Determination of solution structures of proteins up to 40 kDa using CS-Rosetta with sparse NMR data from deuterated samples.

TitleDetermination of solution structures of proteins up to 40 kDa using CS-Rosetta with sparse NMR data from deuterated samples.
Publication TypeJournal Article
Year of Publication2012
AuthorsLange, O. F., Rossi P., Sgourakis N. G., Song Y., Lee H. - W., Aramini J. M., Ertekin A., Xiao R., Acton T. B., Montelione G. T., & Baker D.

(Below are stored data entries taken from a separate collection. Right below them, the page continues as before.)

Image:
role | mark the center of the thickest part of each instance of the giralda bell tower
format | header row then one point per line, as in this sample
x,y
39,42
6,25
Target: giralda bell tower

JournalProceedings of the National Academy of Sciences of the United States of America
Volume109
Issue27
Pagination10873-8
Date Published2012 Jul 3
ISSN1091-6490
KeywordsAlgorithms, Animals, Crystallography, X-Ray, Deuterium Exchange Measurement, Genomics, Humans, Maltose-Binding Proteins, Molecular Weight, Nuclear Magnetic Resonance, Biomolecular, Primary Publication, Protein Structure, Tertiary, Reproducibility of Results, Sensory Rhodopsins, Solutions
Abstract

We have developed an approach for determining NMR structures of proteins over 20 kDa that utilizes sparse distance restraints obtained using transverse relaxation optimized spectroscopy experiments on perdeuterated samples to guide RASREC Rosetta NMR structure calculations. The method was tested on 11 proteins ranging from 15 to 40 kDa, seven of which were previously unsolved. The RASREC Rosetta models were in good agreement with models obtained using traditional NMR methods with larger restraint sets. In five cases X-ray structures were determined or were available, allowing comparison of the accuracy of the Rosetta models and conventional NMR models. In all five cases, the Rosetta models were more similar to the X-ray structures over both the backbone and side-chain conformations than the "best effort" structures determined by conventional methods. The incorporation of sparse distance restraints into RASREC Rosetta allows routine determination of high-quality solution NMR structures for proteins up to 40 kDa, and should be broadly useful in structural biology.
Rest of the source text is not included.